The UK propulsion specialist yesterday revealed its strategy for achieving net-zero carbon emissions by 2050 at the latest. “Wholesale transformation of the systems that make up the backbone of our global economy is required to achieve net zero,” it says.
“We believe that air travel is a great thing and has brought a huge amount of benefit to society. You can see the benefits that travelling around the world bring to international business,” Warren East told a media call to discuss its Pathway to Net Zero roadmap on 17 June.
While the disruption to travel caused by Covid-19 has prompted reflection on the degree to which business flights are necessary, East argues that, on balance, “people were doing it because they thought that it delivered real benefits to them and typically it does in terms of competitive benefits”.
As such, Rolls-Royce expects to see business travel return in the post-pandemic world. ”That is the reason why we are putting a lot of emphasis of decarbonisation of flight,” East says. The propulsion and power systems being developed by the company will mean “that you can have the benefits of flying while having it at net zero”.
A key initiative for aviation will be to ensure that all its in-production civil engines – both those for commercial aircraft and business jets – will be compatible with 100% sustainable aviation fuel by 2023.
That includes the majority of the current Trent family, including the 700 and 7000 for the Airbus A330 and A330neo, the XWB for the A350, and the 1000 TEN for the Boeing 787. However, the A380’s Trent 900 and earlier iterations of the Trent 1000, including the Package B and C versions, will not meet that 2023 deadline.
Combined, the fleets of Trent 900s and early Trent 1000s account for a substantial pool of nearly 750 engines, according to Cirium data. However, Rolls-Royce stresses that it is simply prioritising in-production powerplants and will likely certificate those models for full SAF compatibility a later date.
Rolls-Royce says that the modifications required to ensure engines can run on 100% SAF are minor, identifying changes to control systems and seals as areas for attention.
Flight tests of the Trent XWB using 100% SAF took place in March this year in conjunction with Airbus, alongside ground tests in 2020 of a Trent 1000, but Rolls-Royce declines to say which engine will be certificated first.
Nonetheless a significant barrier to SAF uptake remains its cost and availability. East says that governments will have a “huge role” to play in policy terms, for instance “stimulating the use of SAF”. As a result, the manufacturer will “have to influence” decision making.
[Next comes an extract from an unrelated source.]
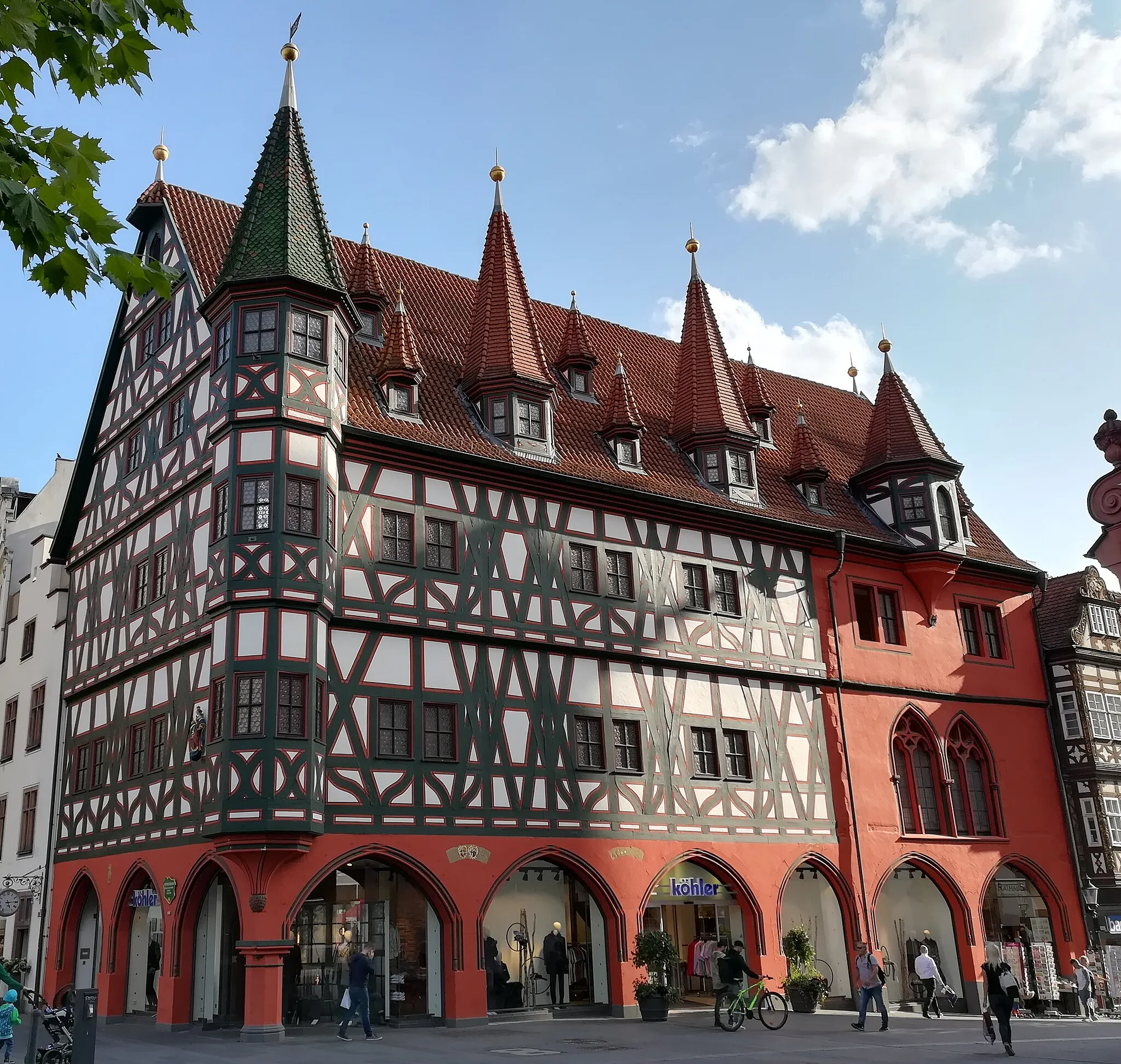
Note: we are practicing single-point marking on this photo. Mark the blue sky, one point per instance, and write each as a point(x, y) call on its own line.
point(950, 169)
In the short term it continues to work with fuel providers on production of SAF from food waste, for example, but is hopeful that in future it will be able to create fully synthetic fuel – what it terms “e-fuel” – using the small modular reactors being developed elsewhere in the business.
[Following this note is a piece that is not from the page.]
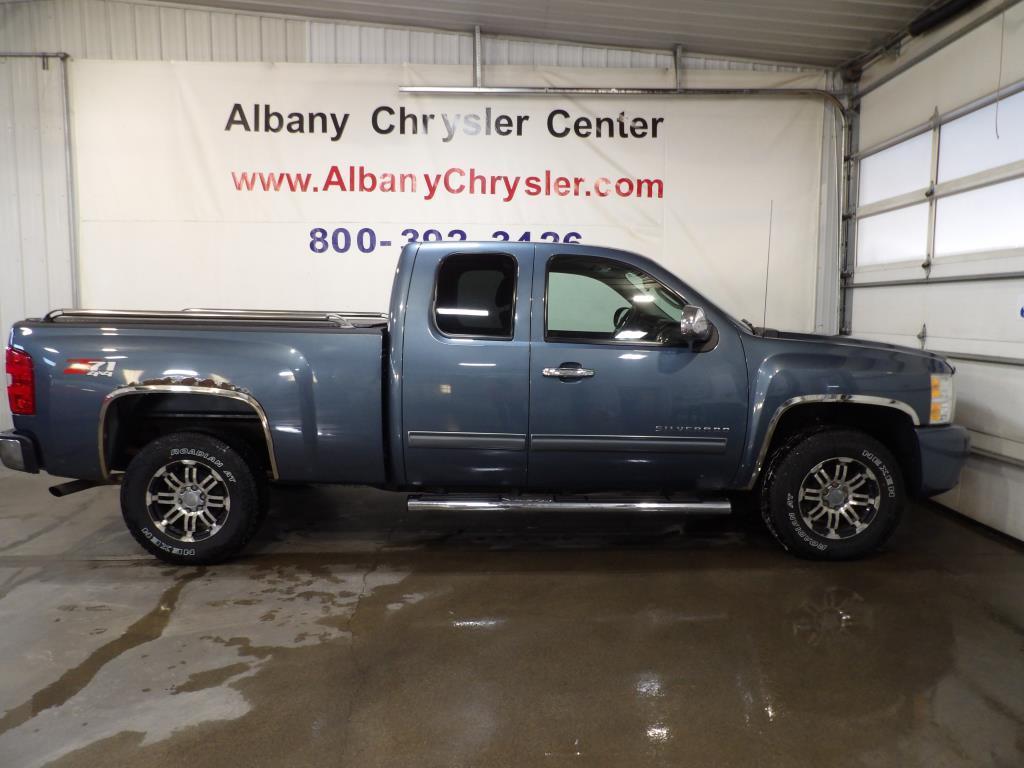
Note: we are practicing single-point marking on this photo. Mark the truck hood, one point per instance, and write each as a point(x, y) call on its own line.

Paul Stein, Rolls-Royce chief technology officer, sees that technology maturing at some point in the “middle of next decade”.
Although not featuring significantly in its Pathway to Net Zero presentation, Stein says the company continues to investigate the potential for hydrogen power, both through fuel cells and direct combustion.
“We are in the process of discussing hydrogen with Airbus now,” he says, with the initial focus “a compressed hydrogen solution for smaller aircraft” using fuel cells. But it is also in the “early stages” of assessing liquid hydrogen to “understand the combustion characteristics”.
Although civil aerospace is a significant focus of Rolls-Royce’s decarbonisation strategy, its military engines business is also working to ensure 100% SAF compatibility on current and future powerplants.
Tom Bell, president of the defence business, says that military customers are “very much leaning into these conversations” about becoming net zero, not least that it helps “untether them from fossil fuel supply chain worries”.
Rolls-Royce says it is also “engaging with its partners” in the EuroJet and Europrop International consortia – which build engines for the Eurofighter Typhoon and Airbus Defence & Space A400M, respectively – to assess SAF useage.